Em 1999, foi editor da revista Sci-Fi News (67 Editora), especializada no segmento de ficção científica. Além dessas publicações, teve artigos publicados em outras revistas, como Sexy (Editora Peixes), Putz (Companhia de Revistas) e Replicante (Editora Brainstore). Também foi um dos colaboradores do CD-ROM Enciclopédia Herói (Editora Acme/Publifolha).
Vamos às 7 perguntas capitais:
1) É comum lembrarmos com carinho do início da nossa relação com o cinema. Os filmes ruins que nos marcaram, os cinemas frequentados (que hoje, provavelmente, estão fechados), as extintas locadoras de VHS e DVD que faziam parte do nosso cotidiano. Conte-nos um pouco de como é sua relação com a 7ª arte. Quando nasceu sua paixão pelo cinema?
E.T.: Acho que essas coisas já nascem com a gente. Elas simplesmente se manifestam em algum ponto da vida (para alguns, mais cedo). Antes mesmo de aprender a ler, eu já tinha essa ligação com o audiovisual. Fui assistir ao primeiro Guerra nas Estrelas no cinema, em 1977 ou 1978, e minha mãe teve que ler as legendas para mim.
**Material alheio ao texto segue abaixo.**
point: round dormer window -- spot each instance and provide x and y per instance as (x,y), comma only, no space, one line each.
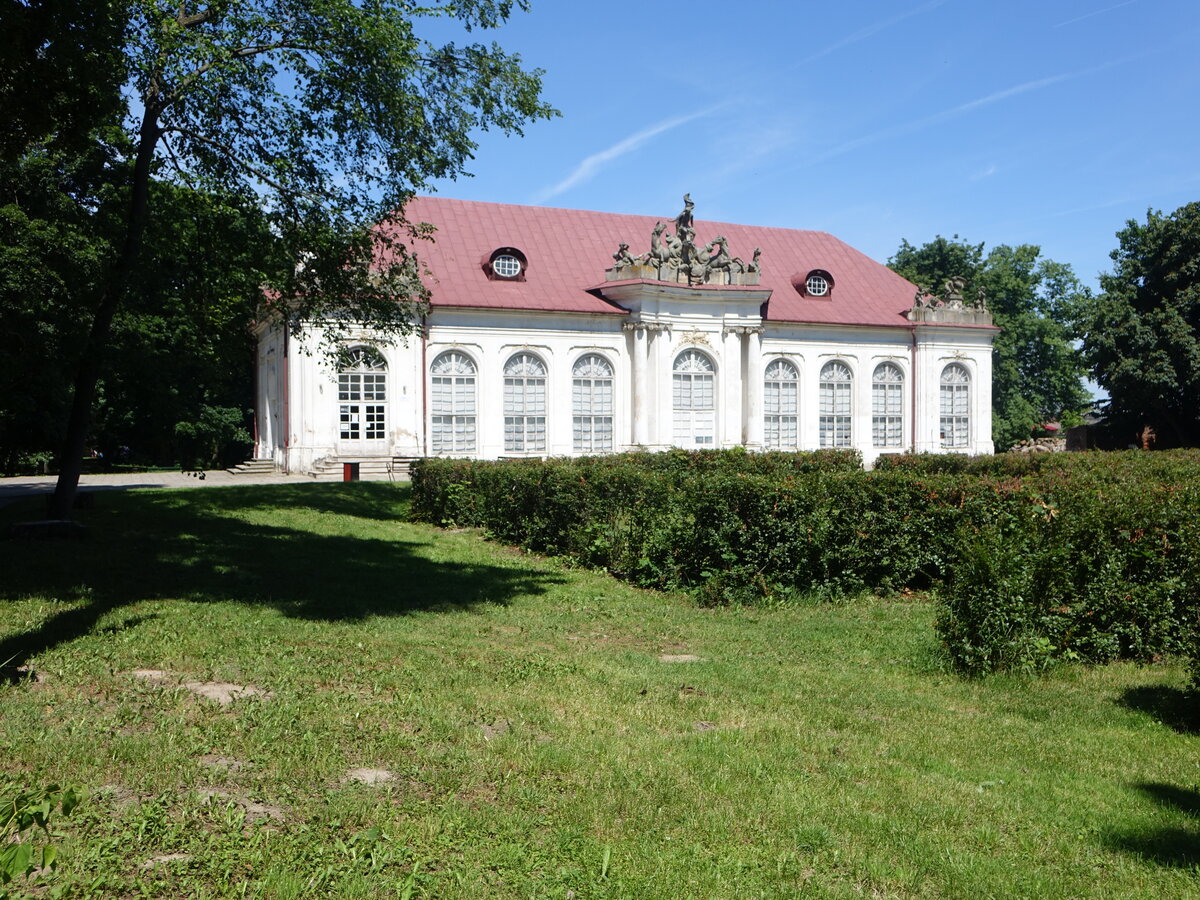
(505,265)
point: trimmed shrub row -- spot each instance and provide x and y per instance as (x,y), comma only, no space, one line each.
(1091,557)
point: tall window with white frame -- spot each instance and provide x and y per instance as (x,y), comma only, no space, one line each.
(592,405)
(361,395)
(780,406)
(887,406)
(694,400)
(453,403)
(837,405)
(955,406)
(525,405)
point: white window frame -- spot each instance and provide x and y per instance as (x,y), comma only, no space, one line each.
(694,400)
(837,401)
(453,403)
(887,406)
(592,405)
(361,395)
(954,406)
(781,406)
(525,403)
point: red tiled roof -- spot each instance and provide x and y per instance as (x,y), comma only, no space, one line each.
(569,250)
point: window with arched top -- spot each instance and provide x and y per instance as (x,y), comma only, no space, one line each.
(780,406)
(694,400)
(592,405)
(361,394)
(453,403)
(955,406)
(525,405)
(837,405)
(887,406)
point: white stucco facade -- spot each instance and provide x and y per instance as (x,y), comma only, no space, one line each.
(922,385)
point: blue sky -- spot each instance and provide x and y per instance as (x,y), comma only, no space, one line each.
(1047,123)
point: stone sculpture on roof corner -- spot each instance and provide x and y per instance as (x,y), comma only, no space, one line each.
(679,259)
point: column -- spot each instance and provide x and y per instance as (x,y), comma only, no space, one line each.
(754,387)
(639,343)
(732,375)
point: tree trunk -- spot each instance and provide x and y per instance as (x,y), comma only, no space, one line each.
(88,373)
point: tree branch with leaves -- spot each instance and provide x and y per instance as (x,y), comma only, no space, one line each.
(327,113)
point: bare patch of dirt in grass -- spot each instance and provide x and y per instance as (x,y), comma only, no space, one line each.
(255,811)
(118,795)
(228,763)
(223,693)
(166,859)
(369,777)
(495,729)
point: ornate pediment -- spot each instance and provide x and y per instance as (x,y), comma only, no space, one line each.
(678,258)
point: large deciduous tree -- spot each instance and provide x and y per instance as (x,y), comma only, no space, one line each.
(328,114)
(1037,372)
(1141,334)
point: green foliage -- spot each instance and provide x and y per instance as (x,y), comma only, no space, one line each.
(1036,370)
(330,114)
(53,251)
(1039,558)
(1097,559)
(1141,335)
(22,814)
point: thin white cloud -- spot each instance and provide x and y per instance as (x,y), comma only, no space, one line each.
(961,109)
(874,29)
(1097,12)
(592,165)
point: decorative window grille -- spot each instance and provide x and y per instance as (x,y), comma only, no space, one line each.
(780,406)
(694,400)
(525,405)
(887,406)
(592,405)
(361,395)
(453,403)
(955,403)
(837,405)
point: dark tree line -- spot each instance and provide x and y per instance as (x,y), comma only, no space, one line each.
(173,169)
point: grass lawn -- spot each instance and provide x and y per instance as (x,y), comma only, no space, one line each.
(535,731)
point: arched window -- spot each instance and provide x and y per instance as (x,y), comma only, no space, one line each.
(525,405)
(955,402)
(780,406)
(592,405)
(453,403)
(887,406)
(694,400)
(837,406)
(361,393)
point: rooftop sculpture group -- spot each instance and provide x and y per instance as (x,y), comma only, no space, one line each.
(949,305)
(678,258)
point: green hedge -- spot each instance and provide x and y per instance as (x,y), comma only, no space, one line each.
(1036,558)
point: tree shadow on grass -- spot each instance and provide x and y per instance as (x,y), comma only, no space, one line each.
(192,545)
(1174,707)
(1176,846)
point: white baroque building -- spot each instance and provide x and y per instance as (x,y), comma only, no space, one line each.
(543,341)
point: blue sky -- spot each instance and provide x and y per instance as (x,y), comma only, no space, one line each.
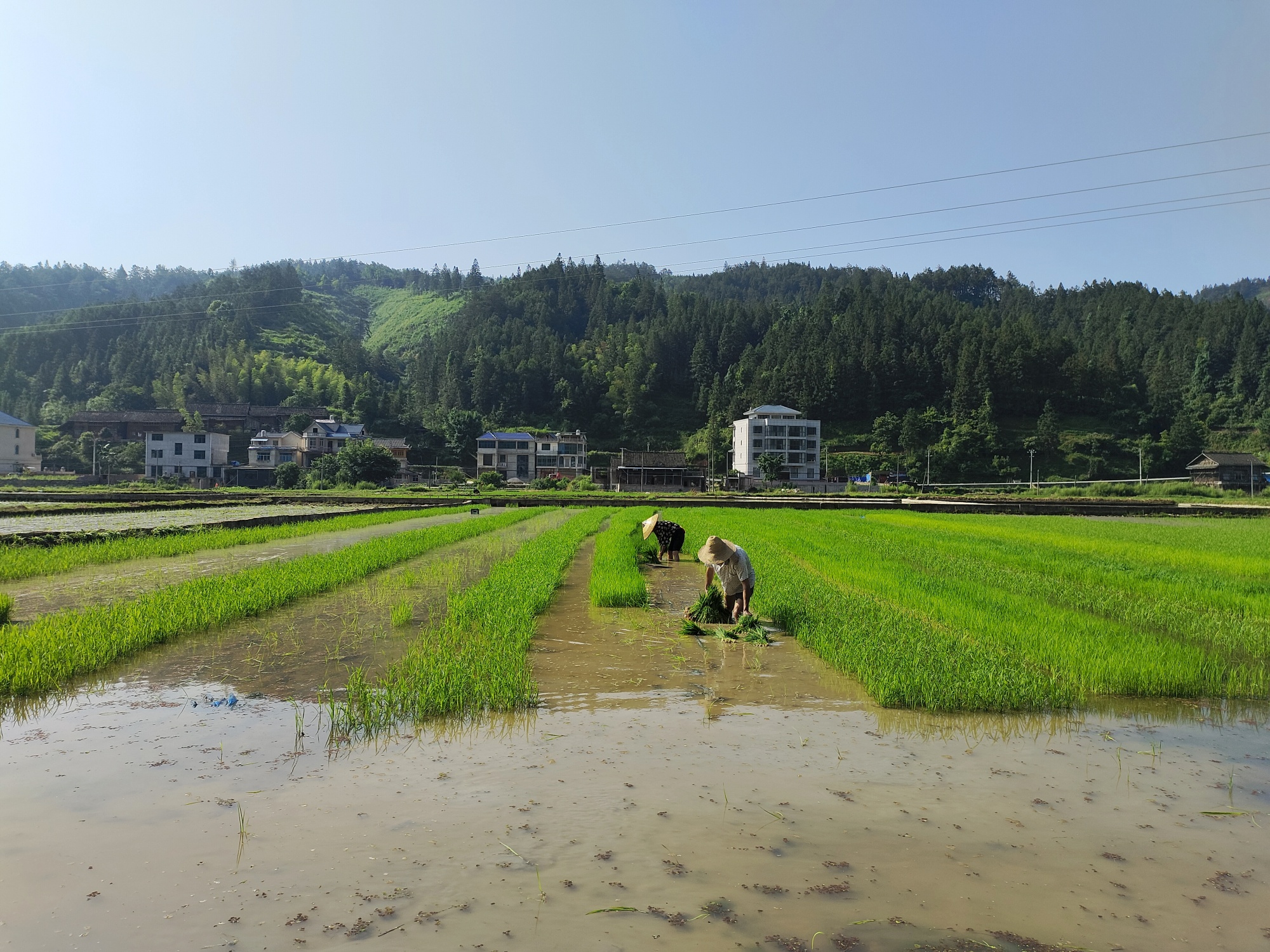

O cinema e a TV, de certa forma, complementaram meu processo de alfabetização, pois minha leitura e escrita evoluíram rapidamente, ainda na infância, graças ao hábito precoce de ler livros e gibis baseados nos filmes de que mais gostava (sim, já existiam os merchans e tie-ins no começo dos anos 70).
Enfim, as pessoas têm uma necessidade de escapismo, que as ajuda a contrabalançar o lado mais prático, e menos saboroso, da vida. Alguns jogam, outros bebem, há quem colecione selos... Nossa “pinga” é o cinema.
2) Tyler Durden disse em Clube da Luta: "As coisas que você possui acabam possuindo você". Ser colecionador é algo que se encaixa neste conceito, já que você se torna escravo do colecionismo. Coleciona filmes, CDs ou algo relacionado à 7ª arte?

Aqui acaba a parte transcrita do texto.